Introducing the Solacure Telecaster project

Body body to build a Fender Esquire / Telecaster type guitar
I decided it is time to build a guitar, to finish it using our uv curing lamps. This only time I have even attempted to refinish a guitar was an Ibanez Iceman II, back in the late 1980s. I still have that guitar, and it is still unfinished, in pieces, in a bag. Maybe someday…. The last time I actually put finish on ANY wood project was a spice rack I made for my mom in the late 1970s. I’m handy with a soldering iron and voltmeter, and have swapped out necks, pickups, pots and other parts before. I can even frame a wall, do a little drywalling, some drafting and engineering, and not to brag, but I’m actually a pretty respectable guitarist. I spent decades gigging in some of the finest dive bars and VFWs in America. But I’m no luthier, so I’m approaching this with a bit of apprehension and realistic expecations. I’m going to keep it simple.

The first guitar Leo Fender every built, serving as inspirationFor this project, I have chosen to do my interpretation of Leo Fender’s first guitar (shown right), a “Prototype #1” Fender Esquire (Telecaster), but with my own twist. The main goal here isn’t to prove I’m a splendid guitar builder nor built the ultimate ax. It is to put my new UV curing lamps to use in a real world test, from the eyes of a novice. Well, that and build a fun guitar. You professional guitar builders are free to giggle along the way as I make mistakes, I won’t take it personal. An Esquire is a perfect platform for this because it is a simple, cheap slab of pine with one pickup, and it shows off a lot of wood. In the interest of full disclosure, I’m a total Telecaster freak, I post at, I own four Fender Telecasters, Strat/Telecaster hybrid call the Fender Pawnshop ’51, etc. While choosing a Tele/Esquite is the most practical choice, it is also an emotional choice, and in my own small way, own a tiny piece of history. The first Telecaster was built around 1949, and while I have no intention of trying to duplicate this exact guitar, the goal is to recreate something in the same spirit; something Leo might have build had he made some minor changes.

Another reason I chose this project is because it is pine, which is softer and easier to work with. It is also cheap, there are plenty on eBay to choose from. I managed to steal one off eBay on a slow bid day, $40 including shipping, and it has all the holes drilled, the pickup route, a pickguard made from an acutal vinyl record, and the two hole plate for pots, much like the original. I already have a couple of unencombered Telecaster necks, some pots and some pickups, but I haven’t decided how I will dress it out just yet, the main focus is on the wood. I’m contemplating doing a “weathered wood” looking UV lamps to darken it up, to give it some age, giving the lamps double duty and demonstrating two uses. I will probably do a very thin finish, just a few coats, so it will wear more natural like the original nitrocellulose finishes, and likely sound better. I’m not a fan of vintage bridges, but I will compromise and use one, modified with compensating brass saddles, and maybe some trimming. Found a Fender brand blank plate on eBay for $12, free shipping, so that was a another great score. I will use Solarez UV cure resin, which is most commonly used for surf boards, but I already have it, and it is good stuff, and I think fits the goal here. Leo used what was available, including car paint, so I think he would approve. I don’t want to build a show piece, I want a workhorse that is worth playing, and it will get dings and dents from use. It won’t be just like Leo’s first guitar, but hopefully it will be a respectable ode to it.

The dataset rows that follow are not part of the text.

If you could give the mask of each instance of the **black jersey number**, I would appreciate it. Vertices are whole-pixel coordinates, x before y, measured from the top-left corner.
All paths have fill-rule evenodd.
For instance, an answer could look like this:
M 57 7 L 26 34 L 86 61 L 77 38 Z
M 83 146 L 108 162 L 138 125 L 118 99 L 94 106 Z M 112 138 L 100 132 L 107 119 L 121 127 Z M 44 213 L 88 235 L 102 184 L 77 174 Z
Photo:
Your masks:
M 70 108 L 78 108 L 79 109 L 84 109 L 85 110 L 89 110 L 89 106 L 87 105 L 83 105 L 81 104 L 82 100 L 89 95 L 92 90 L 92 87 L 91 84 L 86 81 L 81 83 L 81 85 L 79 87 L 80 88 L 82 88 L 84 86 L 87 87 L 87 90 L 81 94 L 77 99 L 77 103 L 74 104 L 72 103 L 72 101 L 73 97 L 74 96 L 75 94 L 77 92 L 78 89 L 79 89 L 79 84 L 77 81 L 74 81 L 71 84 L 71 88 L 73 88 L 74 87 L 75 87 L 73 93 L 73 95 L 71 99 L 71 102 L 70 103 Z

The image at the top is the exact photo from eBay, and the maker clearly states the body isn’t going to be perfect due to handling, and may not be perfectly to Fender standards in the cut. This makes it perfect, as I’m sure Leo’s was also hand cut with a ban saw, drawn out by hand, with no desire to make it “perfect”. After all, it is a prototype; a proof of concept. This lines up well with the objective as it is our first attempt to personally finish a guitar and test some prototype lamps, and it was Leo’s first attempt to create what has now become a legend. This exercise will not show the full potential of Solacure curing lamps. To be honest, there are many guitar and violin builders out there using our lamps. It will only show that any idiot can buy a cheap pine body off of eBay, and turn it into a worthwhile guitar using our Solacure lamps, and give us a better understanding of our customers. And maybe inspire some future luthier, for if I can do it, any serious hobbyist can do it better.